第4話 助教の説得

 すでに書いたが、実験台は私、それを補佐する助教しかいない。


 准教授は外部から来た私をうとましく感じているはずである。彼は独自にAIの研究を企業資金で始めている。どうせ二番煎じだが、教授が私になった以上、彼は形だけでも業績をあげ、国内の別な研究機関で教授職を探さねばならない。今さらのバーチャル・リアリティにまで手を出している。言いたくはないが、VR技術の立ち上げは、いかがわしい動画産業が先手だろうに。


 しかし、人生の処方箋として仕方の無いことだ。そこで、出世欲のまだ旺盛な助教をして、未知の分野開拓を手伝わせようとした。


 西田という助教は、まだ学生から教官になったばかりであり、大学の運営システムなぞ私以上に知らない。ただ、大学は学問をきわめる機関であると思っている。そうではないのだ、今は。
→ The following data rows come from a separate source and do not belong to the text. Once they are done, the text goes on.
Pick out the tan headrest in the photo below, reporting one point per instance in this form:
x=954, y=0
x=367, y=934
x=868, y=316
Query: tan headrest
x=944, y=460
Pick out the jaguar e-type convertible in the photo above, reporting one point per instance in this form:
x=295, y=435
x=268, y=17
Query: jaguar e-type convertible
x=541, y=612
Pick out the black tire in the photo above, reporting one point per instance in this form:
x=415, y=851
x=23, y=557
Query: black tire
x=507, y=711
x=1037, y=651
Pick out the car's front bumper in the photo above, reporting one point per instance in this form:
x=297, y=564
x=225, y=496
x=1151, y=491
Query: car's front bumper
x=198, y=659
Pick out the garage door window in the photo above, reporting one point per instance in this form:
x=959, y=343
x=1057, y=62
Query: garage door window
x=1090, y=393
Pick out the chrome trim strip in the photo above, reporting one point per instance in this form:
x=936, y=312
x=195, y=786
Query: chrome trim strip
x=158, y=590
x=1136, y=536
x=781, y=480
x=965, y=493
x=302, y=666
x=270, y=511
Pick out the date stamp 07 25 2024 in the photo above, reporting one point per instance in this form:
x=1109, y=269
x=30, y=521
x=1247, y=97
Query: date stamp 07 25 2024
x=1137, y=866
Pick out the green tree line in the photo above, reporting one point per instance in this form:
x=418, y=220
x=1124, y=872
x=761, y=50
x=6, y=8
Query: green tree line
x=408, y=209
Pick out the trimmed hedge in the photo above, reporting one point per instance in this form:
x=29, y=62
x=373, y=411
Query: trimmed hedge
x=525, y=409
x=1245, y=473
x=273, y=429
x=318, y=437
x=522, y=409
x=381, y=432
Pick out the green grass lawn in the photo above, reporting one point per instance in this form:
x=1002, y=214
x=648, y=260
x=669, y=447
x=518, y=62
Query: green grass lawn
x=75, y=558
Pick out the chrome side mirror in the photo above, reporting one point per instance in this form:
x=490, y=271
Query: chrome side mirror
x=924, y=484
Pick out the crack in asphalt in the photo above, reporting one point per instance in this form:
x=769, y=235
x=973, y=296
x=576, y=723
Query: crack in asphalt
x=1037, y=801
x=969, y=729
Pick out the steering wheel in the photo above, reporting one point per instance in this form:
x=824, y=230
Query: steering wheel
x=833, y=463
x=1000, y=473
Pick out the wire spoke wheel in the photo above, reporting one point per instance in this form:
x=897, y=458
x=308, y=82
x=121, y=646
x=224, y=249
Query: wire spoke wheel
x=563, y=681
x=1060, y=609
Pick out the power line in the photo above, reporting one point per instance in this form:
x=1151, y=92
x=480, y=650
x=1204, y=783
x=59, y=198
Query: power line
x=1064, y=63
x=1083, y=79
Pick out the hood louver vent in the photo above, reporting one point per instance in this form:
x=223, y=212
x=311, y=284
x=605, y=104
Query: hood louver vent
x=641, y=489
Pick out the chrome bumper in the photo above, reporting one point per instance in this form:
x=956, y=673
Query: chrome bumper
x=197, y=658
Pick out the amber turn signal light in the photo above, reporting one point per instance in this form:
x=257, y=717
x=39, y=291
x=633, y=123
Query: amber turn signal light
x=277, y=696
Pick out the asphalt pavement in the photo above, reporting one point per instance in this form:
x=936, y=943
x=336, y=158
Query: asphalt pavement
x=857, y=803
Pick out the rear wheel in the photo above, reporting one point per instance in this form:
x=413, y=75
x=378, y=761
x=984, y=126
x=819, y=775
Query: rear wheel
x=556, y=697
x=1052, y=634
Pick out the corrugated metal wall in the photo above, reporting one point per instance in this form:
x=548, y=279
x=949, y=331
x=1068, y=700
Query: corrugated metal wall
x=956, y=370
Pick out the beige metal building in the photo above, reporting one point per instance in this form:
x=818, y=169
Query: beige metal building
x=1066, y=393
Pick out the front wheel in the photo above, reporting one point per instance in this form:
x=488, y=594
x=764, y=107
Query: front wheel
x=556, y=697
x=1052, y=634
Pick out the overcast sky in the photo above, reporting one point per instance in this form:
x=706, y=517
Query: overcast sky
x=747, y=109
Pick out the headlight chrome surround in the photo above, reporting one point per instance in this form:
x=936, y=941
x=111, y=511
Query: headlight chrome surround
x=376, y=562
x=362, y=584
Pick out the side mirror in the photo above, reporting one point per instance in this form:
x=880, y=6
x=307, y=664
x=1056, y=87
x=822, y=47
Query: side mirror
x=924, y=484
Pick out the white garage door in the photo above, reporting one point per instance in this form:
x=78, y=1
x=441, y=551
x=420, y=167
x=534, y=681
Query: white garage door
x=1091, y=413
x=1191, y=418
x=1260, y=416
 バブル以降の教育機関改革で、大学は企業と連携しろ、という強力な圧力にさらされており、日々の運営費にも神経質だ。それをなんとかしよう、とすれば基礎研究なんかやっている場合ではなく、AIをやっていますと言った方が都合がよいのだが、私は助教を説得した。


「西田先生、どうですか教官になったばかりですが」


「ええ、武田教授、私もかなり張り切っておりますので何か新しい発見をして、論文をたくさん書きたいのです。ぜひ、お手伝いさせてください」


「はたして君の期待に応えられるか分からないが、既存AIでないアプローチで「こころ」の解明をすることが目的だ。それでもいいだろうか」


「教官をはじめたばかりで、まだ目的をはっきり見いだせていませんし、今のところは教授の補佐をしながら方向性を見定めたいと思っています」


「正統的な手段として、今のAIブームに乗ったとしよう。それは、結局、お金を持っているところが勝つことになるよ。なぜか?それは理論に新しいところがほぼなくて、コンピュータのソフトとハードに投資して早く、かつ大量のデータをいかに処理するか、という学問ではないものに成り果てているからだ。データ処理装置は米国で設計され、台湾で製造されている。PCの部品と同じものなんだよ。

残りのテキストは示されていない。